El Paso Internacional Cristo Redentor, una de las principales vías de conexión entre Argentina y Chile, ha sido cerrado nuevamente debido a un frente de inestabilidad que afecta las condiciones de tránsito en la alta montaña. Este cierre preventivo, que comenzó a la medianoche de este domingo, responde a las adversas condiciones climáticas que complican la circulación, principalmente en el sector argentino de la ruta. Las autoridades han tomado esta medida con el objetivo de garantizar la seguridad de los automovilistas y transportistas que utilizan esta importante arteria.
La Coordinación del Centro de Frontera ha emitido un comunicado detallando que la restricción de acceso se origina en Uspallata, del lado argentino, y Guardia Vieja, en territorio chileno. El cierre del túnel internacional se implementó de manera efectiva a partir de las 00:00 horas, con el claro propósito de resguardar la integridad de quienes transitan por la zona. Las nevadas intensas que se han registrado en los últimos días han llevado a las autoridades a considerar que las condiciones mínimas para circular no están garantizadas, tanto para vehículos particulares como para camiones de carga.
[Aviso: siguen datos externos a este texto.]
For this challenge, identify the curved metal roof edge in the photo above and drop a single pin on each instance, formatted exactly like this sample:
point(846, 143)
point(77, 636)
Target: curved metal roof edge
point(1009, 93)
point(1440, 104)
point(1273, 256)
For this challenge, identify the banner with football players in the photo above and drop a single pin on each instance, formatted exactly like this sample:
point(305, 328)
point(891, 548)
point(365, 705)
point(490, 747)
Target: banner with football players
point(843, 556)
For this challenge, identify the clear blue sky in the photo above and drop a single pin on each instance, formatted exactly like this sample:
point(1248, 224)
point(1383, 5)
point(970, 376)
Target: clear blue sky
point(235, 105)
Este cierre llega en un momento crítico, coincidiendo con el inicio del otoño, una temporada en la que las condiciones meteorológicas en la cordillera suelen volverse complicadas. Tanto las autoridades argentinas como chilenas han recomendado a los viajeros que eviten iniciar desplazamientos y que se mantengan informados a través de los canales oficiales sobre la situación del paso. La comunicación de las autoridades subraya que la reabertura del cruce dependerá de la evolución de las condiciones climáticas en la región montañosa, lo que genera incertidumbre entre quienes dependen de esta ruta para sus actividades comerciales y turísticas.
Cabe recordar que el Paso Cristo Redentor había estado cerrado previamente el viernes y había experimentado una breve apertura el sábado. Durante esa ventana de tiempo, el paso se habilitó a partir de las 9:00, tras un cierre por inestabilidad climática que había afectado principalmente al lado chileno, debido a fuertes lluvias que se anticipaban. En esa ocasión, se estimó que las precipitaciones podían alcanzar hasta 40 milímetros en la noche, lo que había llevado a las autoridades a cerrar el acceso.
El sábado, cuando el paso estuvo operativo, el flujo vehicular se restableció en ambos sentidos, aunque se registraron demoras significativas en la aduana chilena, donde los tiempos de espera para los automóviles superaron las dos horas en los momentos de mayor afluencia. A pesar de que en el lado argentino no se reportaron demoras destacables en la zona de Roque Carranza, la reapertura resultó ser temporal, ya que las previsiones meteorológicas pronosticaban lluvias intensas y posibles tormentas, especialmente para la madrugada del domingo, lo que llevó a un nuevo cierre.
Desde las autoridades se ha hecho énfasis en la importancia de consultar fuentes oficiales y de posponer cualquier viaje hasta que las condiciones mejoren. El Paso Internacional Cristo Redentor es fundamental para el intercambio entre Argentina y Chile, y su cierre prolongado impacta en diversos sectores, desde el comercio hasta el turismo. Mientras tanto, la situación sigue siendo monitoreada de cerca, a la espera de una mejora en las condiciones climáticas que permita la reanudación del tránsito por esta vital ruta internacional.